Liu Ke is the owner of store M&M Vintage (Mega Mega Vintage) at East Gulou Street. He sells vintage clothes. Liu Ke used to be a member in a rock band called Linga. While playing for the band het learned, through contacts, about the vintage culture and he has been addicted to this very culture ever since.
Liu Ke opened the very first vintage shop in Beijing together with a friend. After a while they concluded that they had different view on how to run their business and Liu Ke opened his own shop. According to Liu Ke, there are six vintage stores in Beijing, and four of them are in the same street. M&M is the second vintage store in the city. Liu Ke claims that he runs this business only because of his own interest and that he doesn’t care about profits.
Goods on sale at M&M are mainly imported from America, France, and Japan. There are indigenous vintage goods in China, but Liu Ke has no interest in them. No matter the materials or designs, he finds there is nothing special about this stuff. Foreign vintage, on the other hand, usually conveys a special spirit. For example, the work wear from the 1920s to the 1940s shows the respect for workers who created the world with their bare hands.
Customers in this shop are all interested in vintage culture. Most of them have a job in art or the creative industry, such as art directors, actors and people working in the media. What these customers have in common is that they used to study abroad and know about the vintage culture; they understand how valuable these goods are. For Chinese without a background in foreign culture it is more difficult to understand. In China it is not common to sell second-hand clothes, which makes it harder for most Chinese to understand the vintage phenomenon.
When Liu Ke started the store he got a lot of advice from an American friend who runs a similar store in Hong Kong. Now, he is in touch with many vintage store owners around the world and he frequently visits stores abroad when traveling. It is during these same journeys abroad that Liu Ke collects a lot of vintage goods.
For post-1980s clothes he finds that an increasing number has been made in China and the quality is not very good. He will not include such clothes in his collection, unless the design is very special.
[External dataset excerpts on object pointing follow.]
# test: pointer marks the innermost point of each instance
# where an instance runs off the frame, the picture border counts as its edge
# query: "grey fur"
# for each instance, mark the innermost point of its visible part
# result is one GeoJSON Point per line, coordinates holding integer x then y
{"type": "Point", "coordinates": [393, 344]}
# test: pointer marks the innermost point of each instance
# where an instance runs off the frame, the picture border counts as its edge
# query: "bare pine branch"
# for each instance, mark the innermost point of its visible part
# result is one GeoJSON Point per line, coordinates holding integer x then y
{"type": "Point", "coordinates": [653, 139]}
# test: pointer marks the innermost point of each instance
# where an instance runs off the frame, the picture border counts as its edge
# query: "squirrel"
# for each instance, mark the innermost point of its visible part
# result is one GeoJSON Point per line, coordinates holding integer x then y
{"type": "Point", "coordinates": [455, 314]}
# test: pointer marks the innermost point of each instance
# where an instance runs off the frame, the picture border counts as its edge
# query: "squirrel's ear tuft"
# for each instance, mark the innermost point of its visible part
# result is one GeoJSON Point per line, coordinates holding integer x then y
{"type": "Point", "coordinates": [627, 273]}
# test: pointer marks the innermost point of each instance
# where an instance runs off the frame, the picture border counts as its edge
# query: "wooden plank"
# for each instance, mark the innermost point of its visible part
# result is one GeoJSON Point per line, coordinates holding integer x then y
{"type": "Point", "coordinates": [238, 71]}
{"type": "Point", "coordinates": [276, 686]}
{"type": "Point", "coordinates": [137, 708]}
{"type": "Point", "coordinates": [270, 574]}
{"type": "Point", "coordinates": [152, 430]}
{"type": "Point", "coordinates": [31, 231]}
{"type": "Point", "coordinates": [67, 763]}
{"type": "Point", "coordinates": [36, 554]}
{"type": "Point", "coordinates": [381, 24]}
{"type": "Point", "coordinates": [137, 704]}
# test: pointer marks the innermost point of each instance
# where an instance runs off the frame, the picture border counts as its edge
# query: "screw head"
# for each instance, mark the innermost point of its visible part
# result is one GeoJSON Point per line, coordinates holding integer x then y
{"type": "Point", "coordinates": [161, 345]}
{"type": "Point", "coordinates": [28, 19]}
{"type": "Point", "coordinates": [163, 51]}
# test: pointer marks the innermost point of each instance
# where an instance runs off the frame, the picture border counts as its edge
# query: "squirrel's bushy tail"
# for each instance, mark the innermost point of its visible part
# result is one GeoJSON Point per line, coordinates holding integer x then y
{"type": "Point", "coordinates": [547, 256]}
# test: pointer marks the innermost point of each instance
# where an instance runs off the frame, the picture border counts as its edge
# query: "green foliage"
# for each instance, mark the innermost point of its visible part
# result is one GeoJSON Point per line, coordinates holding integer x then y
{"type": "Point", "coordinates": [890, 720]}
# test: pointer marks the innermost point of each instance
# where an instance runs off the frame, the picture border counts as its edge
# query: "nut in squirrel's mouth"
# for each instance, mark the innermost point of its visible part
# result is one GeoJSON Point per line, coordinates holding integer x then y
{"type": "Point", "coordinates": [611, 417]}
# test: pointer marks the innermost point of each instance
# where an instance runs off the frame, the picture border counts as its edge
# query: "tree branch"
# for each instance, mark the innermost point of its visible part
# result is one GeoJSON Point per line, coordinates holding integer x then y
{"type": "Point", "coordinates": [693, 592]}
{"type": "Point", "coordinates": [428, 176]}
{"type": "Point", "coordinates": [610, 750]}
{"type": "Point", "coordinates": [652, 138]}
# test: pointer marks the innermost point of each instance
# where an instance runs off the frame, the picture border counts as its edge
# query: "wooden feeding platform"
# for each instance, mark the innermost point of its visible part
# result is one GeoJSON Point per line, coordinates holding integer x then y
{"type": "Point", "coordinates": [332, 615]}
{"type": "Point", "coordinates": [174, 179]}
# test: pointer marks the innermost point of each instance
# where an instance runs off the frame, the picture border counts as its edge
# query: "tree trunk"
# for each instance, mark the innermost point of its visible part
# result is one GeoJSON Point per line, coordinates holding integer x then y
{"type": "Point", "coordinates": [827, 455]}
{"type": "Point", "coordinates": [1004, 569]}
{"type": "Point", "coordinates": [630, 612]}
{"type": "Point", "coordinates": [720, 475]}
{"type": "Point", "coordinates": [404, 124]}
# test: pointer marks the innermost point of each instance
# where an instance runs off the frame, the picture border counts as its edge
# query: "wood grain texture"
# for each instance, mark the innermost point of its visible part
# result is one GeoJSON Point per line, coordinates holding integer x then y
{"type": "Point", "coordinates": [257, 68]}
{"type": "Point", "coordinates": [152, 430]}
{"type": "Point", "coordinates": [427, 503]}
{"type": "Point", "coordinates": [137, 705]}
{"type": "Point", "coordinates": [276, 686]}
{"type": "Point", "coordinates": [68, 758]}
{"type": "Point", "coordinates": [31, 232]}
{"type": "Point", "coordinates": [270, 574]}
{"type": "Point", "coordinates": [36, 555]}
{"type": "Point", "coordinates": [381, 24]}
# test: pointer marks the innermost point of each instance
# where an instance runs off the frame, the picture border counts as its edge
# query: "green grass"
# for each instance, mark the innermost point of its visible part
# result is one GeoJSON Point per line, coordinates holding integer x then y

For short term supplies Liu Ke relies on a friend in America. They make use of a good logistics company near the airport. The costs are high, but Liu Ke will be able to receive ordered goods within three or four days.
It is the story behind the clothes that interests Liu Ke most. He occasionally finds traces of previous owners such as laundry labels, shopping receipts, coins and paper money inside the pockets.
He thinks these traces are cool. Liu Ke’s favorite theme of vintage is “cowboy”, while his favorite brand is SCHOTT NYC.
There is a hand-made (American) Indian bag in Liu Ke’s store, which is one of his most precious objects. According to him, the pattern on the front of the bag is an operational war map. There are pictures of three famous Apaches on the top of the bag, and one of them is the tribe leader of Ogra, called Red Cloud. It took three months to make this bag.
Another great object for him is a leather jacket from the U.S. Air Force. He found it in Japan. It’s made of wild horse leather. Liu Ke told us that it’s not a jacket for normal pilots; only the pilots who had shot more than 5 enemy planes down were allowed to wear it.